Last year, Google Flu Trends
blew it. Even Google
admitted this. It over-predicted the occurrence of flu by a factor of almost
2:1. Which is a good thing for the health care system, because if Google’s predictions had been right, we would have had the worst flu season in 10 years.
Here’s how Google Flu
Trends works. It monitors a set of approximately 50 million flu-related terms for query volume, then compares this against data collected from health care providers where influenza-like illnesses
(ILI) are mentioned during a doctor’s visit.
Since the tracking service was first introduced, there has been a remarkably close correlation between the two, with Google’s
predictions typically coming within 1% to 2% of the number of doctor’s visits where the flu bug is actually mentioned. The advantage of Google Flu Trends is that it is available about two weeks
prior to the ILI data, giving a much-needed head start for responsiveness during the height of flu season.
advertisement
advertisement
But last year, Google’s estimates overshot actual ILI data by a substantial
margin, effectively doubling the size of the predicted flu season.

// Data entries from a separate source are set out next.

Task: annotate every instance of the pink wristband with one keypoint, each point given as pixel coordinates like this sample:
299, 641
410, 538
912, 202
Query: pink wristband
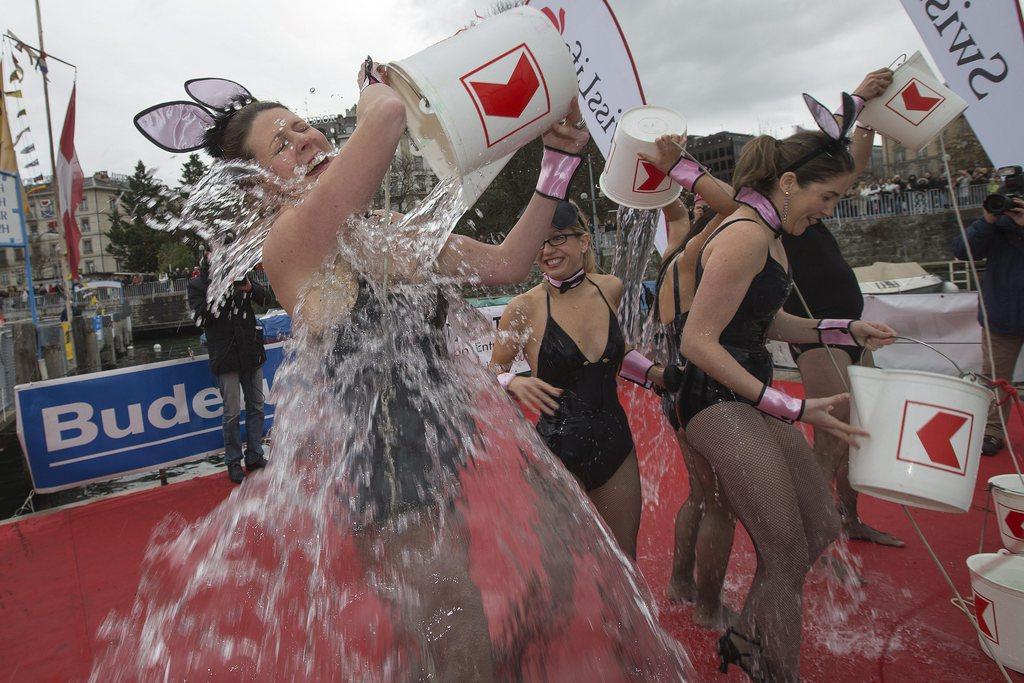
686, 172
779, 404
557, 169
635, 368
836, 332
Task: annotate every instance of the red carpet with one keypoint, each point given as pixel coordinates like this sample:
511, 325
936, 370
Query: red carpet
62, 571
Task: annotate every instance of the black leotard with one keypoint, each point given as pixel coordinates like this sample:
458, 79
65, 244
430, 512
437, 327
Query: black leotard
743, 337
825, 280
589, 431
407, 453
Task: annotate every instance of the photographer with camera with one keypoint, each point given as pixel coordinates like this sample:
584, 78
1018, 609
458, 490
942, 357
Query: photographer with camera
237, 358
998, 237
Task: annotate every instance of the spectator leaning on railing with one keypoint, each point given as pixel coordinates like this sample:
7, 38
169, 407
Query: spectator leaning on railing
1000, 240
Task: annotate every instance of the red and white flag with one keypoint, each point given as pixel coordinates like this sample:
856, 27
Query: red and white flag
70, 180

Correlation is not Causation
This highlights a typical trap with big data: We tend to start following the
numbers without remembering what is generating the numbers. Google measures what’s on people’s minds. ILI data measures what people are actually going to the doctor about. The two are
highly correlated, but one doesn’t not necessarily cause the other. In 2013, for instance, Google speculated that increased media coverage might be the cause for the overinflated predictions.
More news coverage would have spiked interest, but not actual occurrences of the flu.

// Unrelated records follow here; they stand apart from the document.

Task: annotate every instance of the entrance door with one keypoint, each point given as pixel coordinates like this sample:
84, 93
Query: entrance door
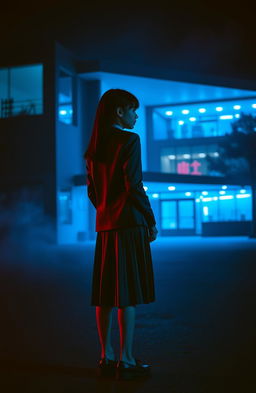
178, 217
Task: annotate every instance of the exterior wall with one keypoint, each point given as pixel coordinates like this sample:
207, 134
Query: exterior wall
27, 158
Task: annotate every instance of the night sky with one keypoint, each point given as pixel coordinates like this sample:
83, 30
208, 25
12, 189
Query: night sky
215, 38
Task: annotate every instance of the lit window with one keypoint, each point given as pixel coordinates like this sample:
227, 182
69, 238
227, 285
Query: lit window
65, 108
21, 91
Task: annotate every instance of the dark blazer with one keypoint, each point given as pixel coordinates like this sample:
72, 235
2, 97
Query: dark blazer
115, 186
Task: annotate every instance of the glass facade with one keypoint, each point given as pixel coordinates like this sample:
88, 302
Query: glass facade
188, 159
200, 120
21, 90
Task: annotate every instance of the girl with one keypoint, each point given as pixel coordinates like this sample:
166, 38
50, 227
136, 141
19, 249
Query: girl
125, 225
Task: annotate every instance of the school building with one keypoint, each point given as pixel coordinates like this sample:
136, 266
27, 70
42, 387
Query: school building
48, 102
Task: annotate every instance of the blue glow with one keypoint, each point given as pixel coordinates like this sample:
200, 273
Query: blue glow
243, 195
226, 117
226, 197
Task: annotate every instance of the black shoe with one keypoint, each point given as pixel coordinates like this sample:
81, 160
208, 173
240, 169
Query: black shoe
126, 370
107, 367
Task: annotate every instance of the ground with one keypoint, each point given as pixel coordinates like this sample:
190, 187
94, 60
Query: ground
199, 334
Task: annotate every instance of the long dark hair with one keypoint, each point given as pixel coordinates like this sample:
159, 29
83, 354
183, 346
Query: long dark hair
105, 117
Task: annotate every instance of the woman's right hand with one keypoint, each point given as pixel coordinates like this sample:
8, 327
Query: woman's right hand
152, 233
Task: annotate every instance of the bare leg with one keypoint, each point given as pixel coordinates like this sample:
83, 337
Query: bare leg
126, 320
104, 323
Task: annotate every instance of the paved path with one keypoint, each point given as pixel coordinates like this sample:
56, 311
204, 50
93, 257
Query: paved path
199, 335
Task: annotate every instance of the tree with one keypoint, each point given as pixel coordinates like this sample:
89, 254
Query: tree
237, 157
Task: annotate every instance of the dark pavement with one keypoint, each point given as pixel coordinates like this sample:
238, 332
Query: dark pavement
199, 334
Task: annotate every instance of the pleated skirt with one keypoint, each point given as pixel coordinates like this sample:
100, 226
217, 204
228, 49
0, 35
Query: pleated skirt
122, 271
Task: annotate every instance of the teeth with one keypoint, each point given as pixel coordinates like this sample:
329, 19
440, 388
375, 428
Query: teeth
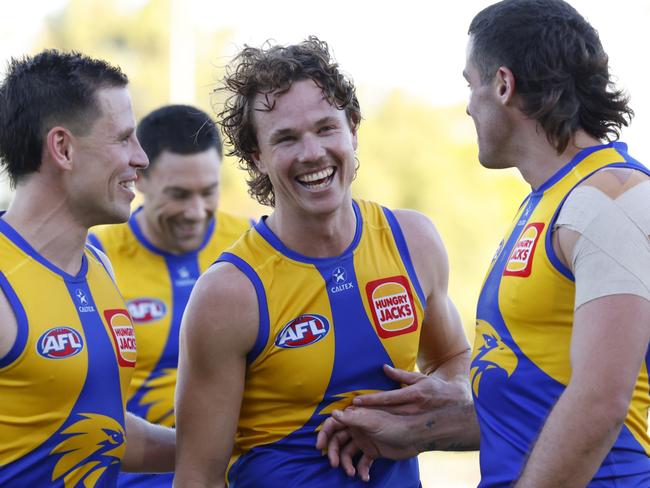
319, 175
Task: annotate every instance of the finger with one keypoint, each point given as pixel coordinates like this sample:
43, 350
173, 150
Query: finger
363, 467
386, 398
334, 447
401, 376
347, 456
327, 430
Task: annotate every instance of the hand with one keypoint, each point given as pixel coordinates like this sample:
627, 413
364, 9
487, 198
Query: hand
422, 393
342, 449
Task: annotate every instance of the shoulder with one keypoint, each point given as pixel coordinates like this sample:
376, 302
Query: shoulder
613, 182
420, 233
109, 238
8, 326
223, 307
426, 249
102, 258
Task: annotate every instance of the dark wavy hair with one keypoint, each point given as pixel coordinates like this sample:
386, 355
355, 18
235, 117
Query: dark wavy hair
179, 129
42, 91
560, 67
272, 70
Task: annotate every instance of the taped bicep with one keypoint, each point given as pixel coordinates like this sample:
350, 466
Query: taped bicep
612, 253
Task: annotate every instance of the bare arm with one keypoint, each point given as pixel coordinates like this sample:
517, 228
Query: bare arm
608, 346
149, 448
8, 326
219, 328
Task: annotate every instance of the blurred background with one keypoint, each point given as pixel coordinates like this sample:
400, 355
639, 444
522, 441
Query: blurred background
417, 147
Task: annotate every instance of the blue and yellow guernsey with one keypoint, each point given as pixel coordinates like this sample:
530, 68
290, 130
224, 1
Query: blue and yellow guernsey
156, 286
521, 362
327, 325
63, 384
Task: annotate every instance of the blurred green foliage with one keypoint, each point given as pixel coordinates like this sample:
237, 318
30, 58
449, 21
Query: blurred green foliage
412, 155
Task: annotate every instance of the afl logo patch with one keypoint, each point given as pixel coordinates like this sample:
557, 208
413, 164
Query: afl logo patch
123, 334
520, 262
392, 306
60, 343
145, 310
303, 331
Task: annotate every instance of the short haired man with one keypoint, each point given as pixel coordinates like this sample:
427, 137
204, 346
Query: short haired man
299, 316
67, 349
160, 253
559, 370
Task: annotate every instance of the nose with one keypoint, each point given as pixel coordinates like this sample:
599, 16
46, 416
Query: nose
194, 208
139, 158
311, 149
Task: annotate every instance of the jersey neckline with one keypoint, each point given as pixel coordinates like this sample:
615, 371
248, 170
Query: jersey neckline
19, 241
581, 155
263, 229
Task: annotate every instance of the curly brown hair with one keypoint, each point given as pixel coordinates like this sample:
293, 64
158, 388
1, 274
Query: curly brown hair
273, 69
560, 67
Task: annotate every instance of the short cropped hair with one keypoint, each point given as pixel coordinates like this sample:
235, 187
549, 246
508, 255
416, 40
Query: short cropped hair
560, 67
42, 91
180, 129
274, 69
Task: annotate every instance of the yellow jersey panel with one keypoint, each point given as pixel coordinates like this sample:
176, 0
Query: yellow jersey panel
327, 325
63, 384
156, 286
521, 359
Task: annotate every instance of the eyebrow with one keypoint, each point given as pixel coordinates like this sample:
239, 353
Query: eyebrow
328, 119
171, 189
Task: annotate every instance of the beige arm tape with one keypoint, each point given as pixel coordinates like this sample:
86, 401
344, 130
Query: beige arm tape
612, 254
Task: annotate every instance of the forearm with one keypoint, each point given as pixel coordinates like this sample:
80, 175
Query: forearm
450, 428
577, 436
149, 448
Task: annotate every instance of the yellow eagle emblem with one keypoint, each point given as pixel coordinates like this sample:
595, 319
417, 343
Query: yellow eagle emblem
490, 353
91, 445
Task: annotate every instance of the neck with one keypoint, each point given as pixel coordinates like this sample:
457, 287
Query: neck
315, 236
538, 160
42, 218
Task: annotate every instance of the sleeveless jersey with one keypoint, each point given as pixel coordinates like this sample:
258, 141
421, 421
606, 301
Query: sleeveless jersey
521, 363
327, 325
156, 286
63, 383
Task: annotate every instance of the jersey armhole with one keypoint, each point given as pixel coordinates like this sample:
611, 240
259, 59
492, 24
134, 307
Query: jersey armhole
263, 310
402, 248
548, 242
21, 323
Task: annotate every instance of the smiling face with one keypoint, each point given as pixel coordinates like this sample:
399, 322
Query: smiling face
486, 107
306, 147
105, 162
181, 193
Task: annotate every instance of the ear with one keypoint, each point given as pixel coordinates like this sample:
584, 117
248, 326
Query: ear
261, 167
505, 85
59, 147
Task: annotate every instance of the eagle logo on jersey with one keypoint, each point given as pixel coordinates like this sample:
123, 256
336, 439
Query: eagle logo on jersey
91, 446
159, 398
490, 354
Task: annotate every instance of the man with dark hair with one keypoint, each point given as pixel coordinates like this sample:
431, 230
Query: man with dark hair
298, 317
67, 353
559, 370
166, 244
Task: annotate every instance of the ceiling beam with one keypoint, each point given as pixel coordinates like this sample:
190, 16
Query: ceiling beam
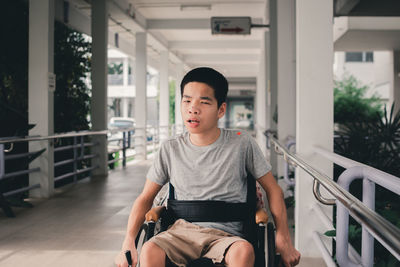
221, 58
185, 24
215, 44
343, 7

Allowing for the Human Variable
In the case of Google Flu Trends, because it’s using
a human behavior as a signal -- in this case, online searching for information -- it’s particularly susceptible to network effects and information cascades. The problem with this is that these
social signals are difficult to rope into an algorithm. Once they reach a tipping point, they can break out on their own with no sign of a rational foundation. Because Google tracks the
human-generated network effect data and not the underlying foundational data, it is vulnerable to these weird variables in human behavior.
Predicting the Unexpected
A recent article in Scientific American pointed out another issue with
an over-reliance on data models. Google Flu Trends completely missed the non-seasonal H1N1 pandemic in 2009. Why? Algorithmically, Google wasn’t expecting it. In trying to eliminate noise
from the model, Google actually eliminated signals coming during an unexpected time. Models don’t do very well at predicting the unexpected.
Big Data Hubris
The author of
the Scientific American piece, associate editor Larry Greenemeier, nailed another common symptom of our emerging crush on data analytics: big data hubris. We somehow think the quantitative
black box will eliminate the need for more mundane data collection, such as actually tracking doctors' visits for the flu. As I mentioned before, the biggest problem with this is that the more we rely
on data, which often takes the form of arm’s-length correlated data, the further we get from exploring causality. We start focusing on “what” and forget to ask “why.”
We should absolutely use all the data we have available. The fact is, Google Flu Trends is a very valuable tool for health-care management. It provides a lot of answers to very pertinent questions.
We just have to remember that it’s not the only answer.